So... I don't think this is certain. A surprising number of people pay for the ChatGPT app and/or competitors. It's be a >$10bn business already. Could maybe be a >$100bn business long term.
Meanwhile... making money from online ads isn't trivial. When the advertising model works well (eg search/adwords), it is a money faucet. But... it can be very hard to get that money faucet going. No guarantees that Google discover a meaningful business model here... and the innovators' dilema is strong.
Also, Google don't have a great history of getting new businesses up and running regardless of tech chops and timing. Google were pioneers to cloud computing... but amazon and MSFT built better businesses.
At this point, everyone is assuming AI will resolve to a "winner-take-most" game that is all about network effect, scale, barriers to entry and such. Maybe it isn't. Or... maybe LLMs themselves are commodities like ISPs.
The actual business models, at this point, aren't even known.
I don't understand this sentiment at all. The business model writes itself (so to speak). This is the company that perfected the art of serving up micro-targeted ads to people at the moment they are seeking a solution to a problem. Just swap the search box for a chat bot.
For a while they'll keep the ads off to the side, but over time the ads will become harder and harder to distinguish from the chat bot content. One day, they'll dissapear altogether and companies will pay to subtly bias the AI towards their products and services. It will be subtle--undetectable by end users--but easily quantified and monetized by Google.
Companies will also pay to integrate their products and services into Google's agents. When you ask Gemini for a ride, does Uber or Lyft send a car? (Trick question. Waymo does, of course.) When you ask for a pasta bowl, does Grubhub or Doordash fill the order?
When Gemini writes a boutique CRM for your vegan catering service, what service does it use for seamless biometric authentication, for payment processing, for SMS and email marketing? What payroll service does it suggest could be added on in a couple seconds of auto-generated code?
AI allows Google to continue it's existing business model while opening up new, lucrative opportunities.
Just because the first LLM product people paid for was a chatbot does not mean that chat will be the dominant commercial use of AI.
And if the dominant use is agents that replace knowledge workers, then they'll cost closer to $2000 per month than $20 or free, and an ad-based business model won't work.
Perhaps... but perhaps not. A chatbot instead of a search box may not be how the future looks. Also... a chatbot prompt may not (probably won't) translate from search query smoothly... in a Way That keep ad markets intact.
That "perfected art" of search advertising is highly optimized. You (probably) loose all of that in transition. Any new advertising products will be intrepid territory.
You could not have predicted in advance that search advertising would dwarf video (yourube) advertising as a segment.
Meanwhile... they need to keep their market share at 90%.

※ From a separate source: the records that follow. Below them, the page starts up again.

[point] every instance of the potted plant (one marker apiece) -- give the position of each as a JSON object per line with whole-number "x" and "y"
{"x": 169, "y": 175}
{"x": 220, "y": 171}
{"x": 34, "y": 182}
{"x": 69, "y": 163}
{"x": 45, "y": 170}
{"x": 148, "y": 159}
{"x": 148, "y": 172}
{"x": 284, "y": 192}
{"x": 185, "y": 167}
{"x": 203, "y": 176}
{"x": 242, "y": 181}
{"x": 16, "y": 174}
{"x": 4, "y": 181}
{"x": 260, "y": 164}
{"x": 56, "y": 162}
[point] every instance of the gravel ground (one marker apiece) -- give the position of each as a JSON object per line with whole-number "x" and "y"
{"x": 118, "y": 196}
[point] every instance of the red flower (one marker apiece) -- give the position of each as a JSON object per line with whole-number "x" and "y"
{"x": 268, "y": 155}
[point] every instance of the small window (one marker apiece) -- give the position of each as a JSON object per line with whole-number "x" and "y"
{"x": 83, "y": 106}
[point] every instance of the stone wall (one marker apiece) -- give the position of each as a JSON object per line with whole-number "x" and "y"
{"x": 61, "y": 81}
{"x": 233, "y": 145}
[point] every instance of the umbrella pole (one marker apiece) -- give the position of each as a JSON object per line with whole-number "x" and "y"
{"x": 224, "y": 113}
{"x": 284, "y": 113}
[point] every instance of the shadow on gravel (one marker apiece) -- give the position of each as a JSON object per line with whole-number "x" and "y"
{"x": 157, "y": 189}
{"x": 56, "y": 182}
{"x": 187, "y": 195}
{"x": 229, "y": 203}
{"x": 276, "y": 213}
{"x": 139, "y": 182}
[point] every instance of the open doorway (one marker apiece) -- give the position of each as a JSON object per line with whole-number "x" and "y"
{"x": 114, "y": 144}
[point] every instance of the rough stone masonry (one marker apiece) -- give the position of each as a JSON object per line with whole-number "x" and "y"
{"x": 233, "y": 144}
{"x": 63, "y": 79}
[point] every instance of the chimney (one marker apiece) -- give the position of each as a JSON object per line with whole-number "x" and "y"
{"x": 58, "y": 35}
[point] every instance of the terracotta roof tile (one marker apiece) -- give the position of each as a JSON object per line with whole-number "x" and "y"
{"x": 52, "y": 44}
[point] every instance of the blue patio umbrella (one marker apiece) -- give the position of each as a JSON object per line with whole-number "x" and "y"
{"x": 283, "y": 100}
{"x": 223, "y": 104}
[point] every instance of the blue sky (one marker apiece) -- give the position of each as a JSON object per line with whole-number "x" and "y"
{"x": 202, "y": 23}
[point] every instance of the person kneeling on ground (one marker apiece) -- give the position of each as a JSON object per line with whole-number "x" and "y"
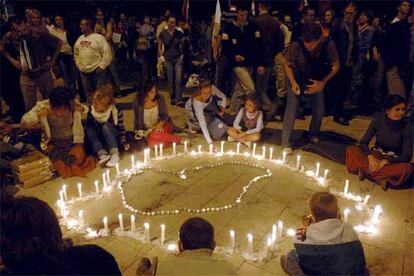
{"x": 105, "y": 124}
{"x": 388, "y": 161}
{"x": 61, "y": 120}
{"x": 32, "y": 243}
{"x": 205, "y": 111}
{"x": 327, "y": 246}
{"x": 248, "y": 123}
{"x": 196, "y": 246}
{"x": 151, "y": 118}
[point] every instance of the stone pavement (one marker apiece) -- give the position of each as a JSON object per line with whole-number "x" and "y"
{"x": 283, "y": 196}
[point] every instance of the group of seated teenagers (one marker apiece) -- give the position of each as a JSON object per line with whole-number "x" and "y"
{"x": 32, "y": 243}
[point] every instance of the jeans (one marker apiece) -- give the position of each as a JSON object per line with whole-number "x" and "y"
{"x": 244, "y": 86}
{"x": 318, "y": 110}
{"x": 175, "y": 75}
{"x": 103, "y": 133}
{"x": 92, "y": 81}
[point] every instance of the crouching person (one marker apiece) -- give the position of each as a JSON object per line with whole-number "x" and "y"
{"x": 327, "y": 245}
{"x": 60, "y": 118}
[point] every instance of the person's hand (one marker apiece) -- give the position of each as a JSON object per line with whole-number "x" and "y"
{"x": 239, "y": 58}
{"x": 315, "y": 87}
{"x": 373, "y": 164}
{"x": 295, "y": 88}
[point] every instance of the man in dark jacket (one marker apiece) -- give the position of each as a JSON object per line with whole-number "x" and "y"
{"x": 242, "y": 42}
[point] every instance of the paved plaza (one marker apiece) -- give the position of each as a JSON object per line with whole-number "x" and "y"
{"x": 282, "y": 196}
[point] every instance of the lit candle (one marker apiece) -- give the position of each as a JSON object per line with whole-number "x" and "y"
{"x": 80, "y": 219}
{"x": 318, "y": 165}
{"x": 280, "y": 228}
{"x": 298, "y": 162}
{"x": 121, "y": 222}
{"x": 80, "y": 189}
{"x": 250, "y": 245}
{"x": 162, "y": 234}
{"x": 146, "y": 227}
{"x": 346, "y": 187}
{"x": 346, "y": 213}
{"x": 96, "y": 186}
{"x": 132, "y": 223}
{"x": 65, "y": 194}
{"x": 232, "y": 240}
{"x": 105, "y": 221}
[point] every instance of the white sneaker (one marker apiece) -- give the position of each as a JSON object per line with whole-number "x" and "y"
{"x": 113, "y": 161}
{"x": 103, "y": 158}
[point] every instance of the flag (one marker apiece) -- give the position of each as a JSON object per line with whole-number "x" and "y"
{"x": 186, "y": 9}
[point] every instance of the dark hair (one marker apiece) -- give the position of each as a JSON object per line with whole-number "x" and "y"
{"x": 393, "y": 100}
{"x": 29, "y": 227}
{"x": 197, "y": 233}
{"x": 146, "y": 87}
{"x": 311, "y": 32}
{"x": 62, "y": 97}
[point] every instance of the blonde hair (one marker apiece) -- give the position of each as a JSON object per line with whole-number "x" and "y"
{"x": 324, "y": 205}
{"x": 104, "y": 94}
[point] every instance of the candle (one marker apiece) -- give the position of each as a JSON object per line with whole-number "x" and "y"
{"x": 96, "y": 186}
{"x": 80, "y": 189}
{"x": 65, "y": 194}
{"x": 232, "y": 240}
{"x": 80, "y": 219}
{"x": 132, "y": 223}
{"x": 298, "y": 162}
{"x": 121, "y": 222}
{"x": 162, "y": 234}
{"x": 250, "y": 245}
{"x": 318, "y": 165}
{"x": 280, "y": 228}
{"x": 105, "y": 221}
{"x": 346, "y": 213}
{"x": 146, "y": 227}
{"x": 346, "y": 187}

The actual business models and revenue sources are still unknown. Consumer subscriptions happens to be the first major model. Ads still aren't. Many other models could dwarf either of these.
It's very early to call the final score.
But a majority of chatbot usage is not searching for the solution to a problem. And if he Chatbot is serving the ads when I’m using it for creative writing, reformatting text, having a python function, written, etc, I’m going to be annoyed and switch to a different product.

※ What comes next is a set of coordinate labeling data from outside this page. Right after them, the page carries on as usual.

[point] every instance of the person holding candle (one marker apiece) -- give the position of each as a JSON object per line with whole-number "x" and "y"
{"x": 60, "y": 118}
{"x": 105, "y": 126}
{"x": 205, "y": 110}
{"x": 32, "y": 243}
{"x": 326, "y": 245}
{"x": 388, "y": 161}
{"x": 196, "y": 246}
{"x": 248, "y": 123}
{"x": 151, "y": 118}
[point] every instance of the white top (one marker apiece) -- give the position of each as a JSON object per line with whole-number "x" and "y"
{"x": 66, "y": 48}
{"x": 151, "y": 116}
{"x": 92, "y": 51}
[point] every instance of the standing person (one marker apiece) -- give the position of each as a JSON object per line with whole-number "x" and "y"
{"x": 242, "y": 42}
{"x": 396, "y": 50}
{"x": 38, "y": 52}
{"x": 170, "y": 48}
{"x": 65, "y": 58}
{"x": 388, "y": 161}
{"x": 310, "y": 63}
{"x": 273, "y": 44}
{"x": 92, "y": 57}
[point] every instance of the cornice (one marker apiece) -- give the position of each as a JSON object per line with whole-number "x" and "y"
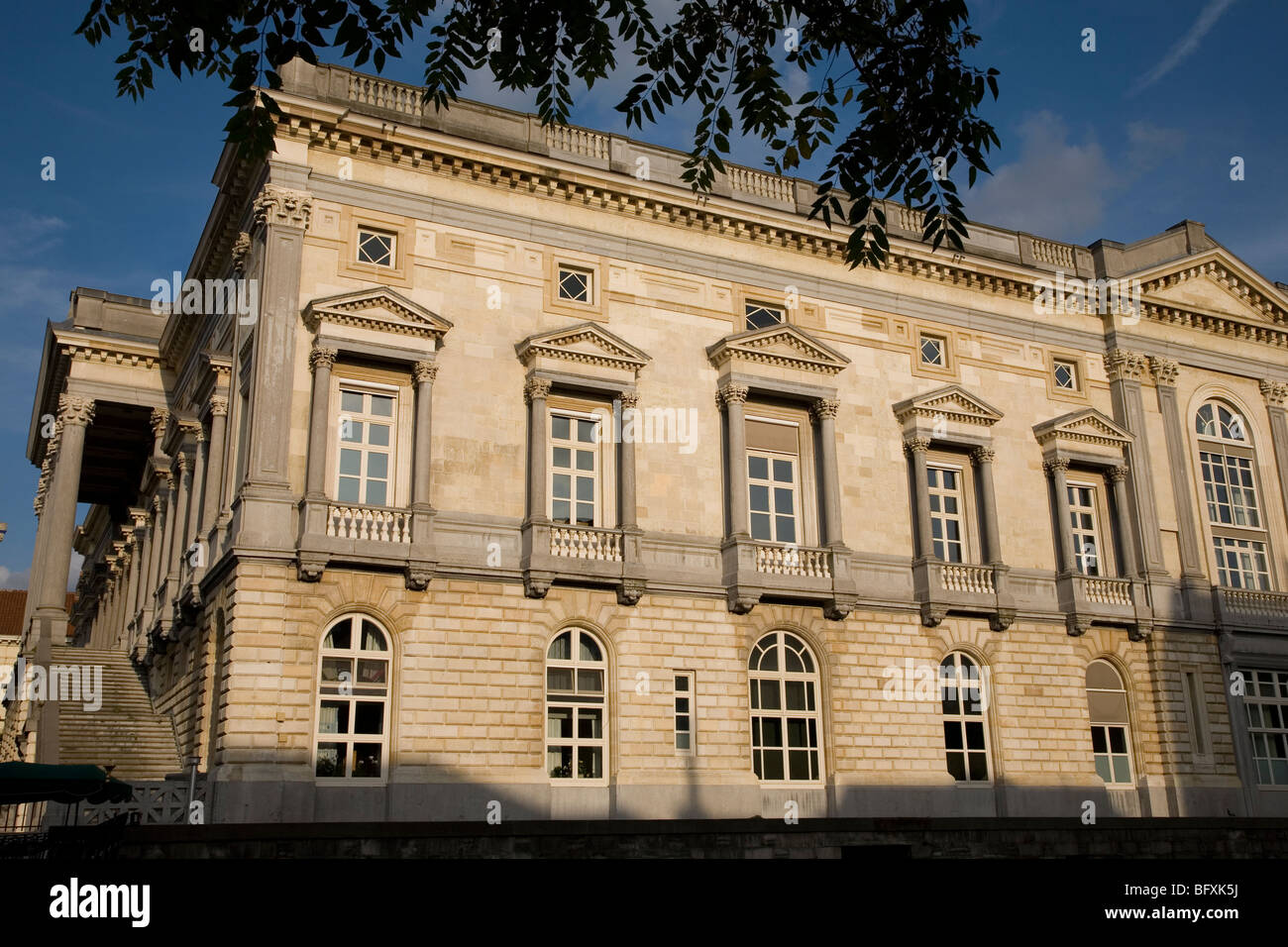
{"x": 715, "y": 215}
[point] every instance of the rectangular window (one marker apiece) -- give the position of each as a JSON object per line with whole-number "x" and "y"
{"x": 375, "y": 248}
{"x": 1266, "y": 701}
{"x": 773, "y": 479}
{"x": 1085, "y": 528}
{"x": 575, "y": 283}
{"x": 945, "y": 513}
{"x": 1241, "y": 564}
{"x": 760, "y": 316}
{"x": 366, "y": 462}
{"x": 684, "y": 711}
{"x": 1065, "y": 375}
{"x": 934, "y": 351}
{"x": 575, "y": 471}
{"x": 1232, "y": 497}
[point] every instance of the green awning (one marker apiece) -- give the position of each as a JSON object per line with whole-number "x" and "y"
{"x": 40, "y": 783}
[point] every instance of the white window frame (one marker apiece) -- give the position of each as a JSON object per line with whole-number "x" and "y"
{"x": 1229, "y": 449}
{"x": 780, "y": 680}
{"x": 1078, "y": 531}
{"x": 393, "y": 421}
{"x": 966, "y": 694}
{"x": 686, "y": 715}
{"x": 1106, "y": 728}
{"x": 751, "y": 307}
{"x": 1266, "y": 689}
{"x": 376, "y": 232}
{"x": 572, "y": 445}
{"x": 575, "y": 701}
{"x": 941, "y": 515}
{"x": 357, "y": 692}
{"x": 772, "y": 484}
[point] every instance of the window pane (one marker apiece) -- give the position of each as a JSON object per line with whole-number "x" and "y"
{"x": 561, "y": 648}
{"x": 334, "y": 716}
{"x": 559, "y": 762}
{"x": 589, "y": 724}
{"x": 373, "y": 639}
{"x": 369, "y": 718}
{"x": 334, "y": 667}
{"x": 331, "y": 759}
{"x": 338, "y": 638}
{"x": 590, "y": 763}
{"x": 559, "y": 723}
{"x": 588, "y": 650}
{"x": 559, "y": 680}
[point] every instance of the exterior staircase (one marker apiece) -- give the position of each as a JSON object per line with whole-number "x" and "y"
{"x": 125, "y": 732}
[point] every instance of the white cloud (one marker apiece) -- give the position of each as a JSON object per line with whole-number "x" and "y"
{"x": 1055, "y": 187}
{"x": 1185, "y": 47}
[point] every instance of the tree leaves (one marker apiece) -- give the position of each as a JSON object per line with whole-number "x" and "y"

Search is all about information retrieval. AI is all about task accomplishment. I don’t think ads work well in the latter , perhaps some subset, like the task is really complicated or the AI can tell the user is failing to achieve it. But I don’t think it’s nearly as could have a fit as search.

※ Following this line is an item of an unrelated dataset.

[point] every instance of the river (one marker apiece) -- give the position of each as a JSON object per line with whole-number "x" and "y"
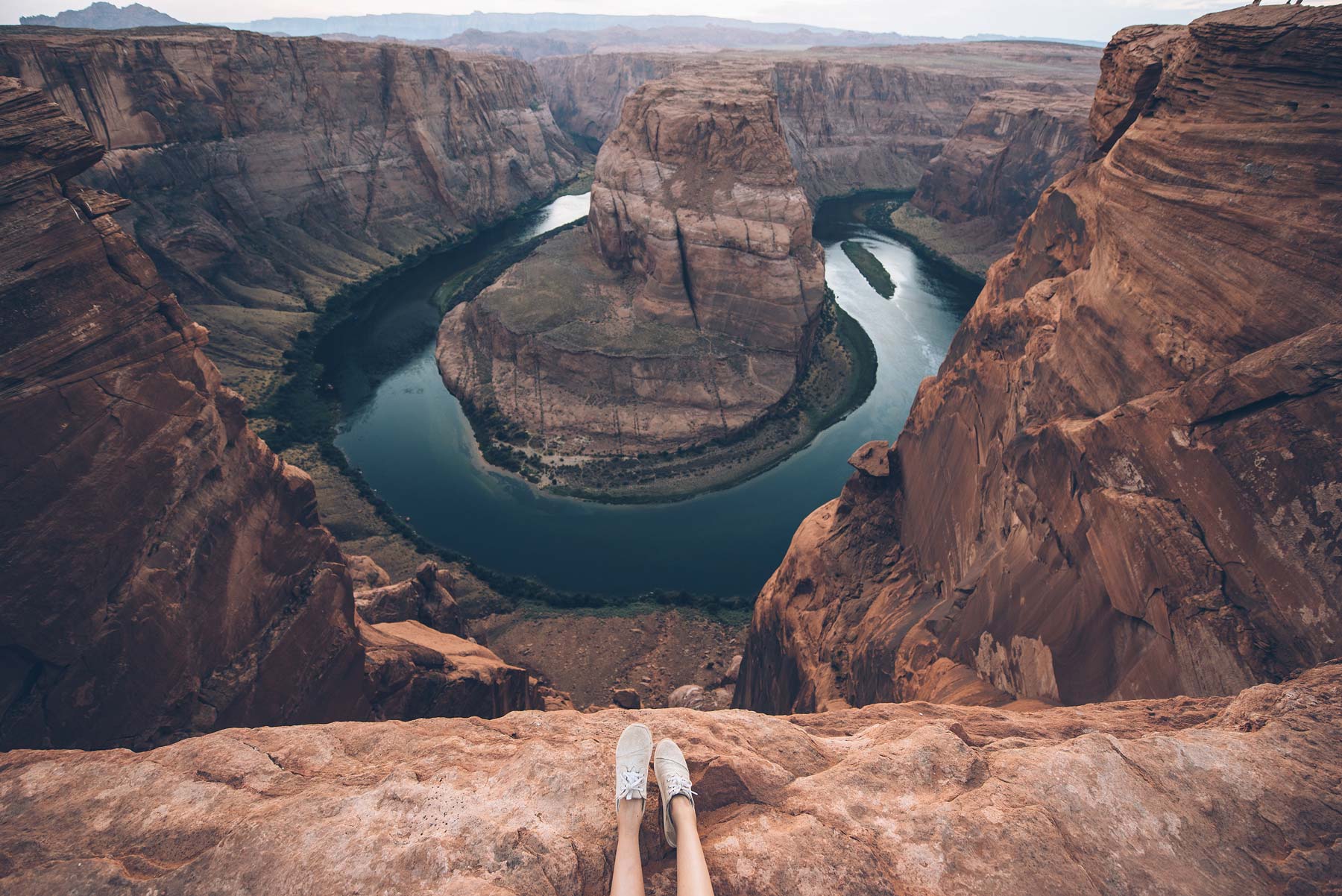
{"x": 409, "y": 435}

You may not even notice it when AI does a product placement when it's done opportunistically in creative writing (see Hollywood). There also are plenty of high-intent assistant-type AI tasks.
Many of my Google searches aren't high intent, or any purchase intent at all ("how to spell ___" an embarrassing number of times), but it's profitable for Google as a whole to keep those pieces working for me so that the ads do their thing the rest of the time. There's no reason chatbots can't/won't eventually follow similar models. Whether that's enough to be profitable remains to be seen.
> Search is all about information retrieval. AI is all about task accomplishment.
Same outcome, different intermediate steps. I'm usually searching for information so that I can do something, build something, acquire something, achieve something. Sell me a product for the right price that accomplishes my end goal, and I'm a satisfied customer. How many ads for app builders / coding tools have you seen today? :)
And as far as selling pickaxes go, GCP is in a far better position to serve the top of market than OpenAI. Some companies will wire together multiple point solutions but large enterprises will want a consolidated complete stack. GCP already offers you compute clusters and BigQuery and all the rest.
Or is this someone who needs writing but can't do it themselves, and if they didn't have the LLM, they would pay a low-end human writer?
Photopea, for example, seems to be successful and ads displayed on the free tier lets me think that they feel at least these users are willing to see ads while they go about their workflow.